Monday, April 14, 2008

Book Bound in Human Skin

Book Bound in Human Skin pictures pics photos images galleryApril 11, 2006—We've all heard of leathery skin, but this macabre object is the real thing : a book bound in human skin.

The 300-year-old ledger was found in downtown Leeds, England. A burglar apparently dropped the tome, police announced Saturday.

Human-skin books are rare. But they appear to have been not quite as rare during the French Revolution, which is why it's not surprising that the Leeds book is in French, says Anthony Bliss, curator of rare books at the University of California, Berkeley's Bancroft Library.

The Bancroft Library, Bliss added, has a book that was bound in skin during the French Revolution of the 1790s.

"[The cover] was put on a book that was over a hundred years old at the time," he said. "Ironically enough, it's a prayer book."

And no, there are no belly buttons, nipples, tattoos, or other distinguishing marks on the Bancroft book. The donor who gave the book to the library authenticated it by taking it to a dermatologist, Bliss said.

An Internet search will find many stories of criminals' hides being used to bind their own trial proceedings, or of people who, in their wills, requested that their memoirs be bound in their own skins.

Bliss cautions about accepting such stories on blind faith.
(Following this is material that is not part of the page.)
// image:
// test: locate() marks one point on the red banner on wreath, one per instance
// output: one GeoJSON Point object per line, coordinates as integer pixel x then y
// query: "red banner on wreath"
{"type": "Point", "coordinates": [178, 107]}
For the most part, he said, "they're nothing but hearsay, from a scholar's position."

Making books from human skin rather than cow leather wouldn't have been all that difficult, Bliss added. That's because the leather is merely a veneer over a stiffer underlying backing.

"Leather for bookbinding isn't like shoe leather," he said. "It's about as thick as three pieces of paper."

Macabre or not, such objects are fascinating slices history. "We don't make history," Bliss said. "We document it. It's not up to us to suppress it."

But, he added, "what possessed anyone to do this is beyond me."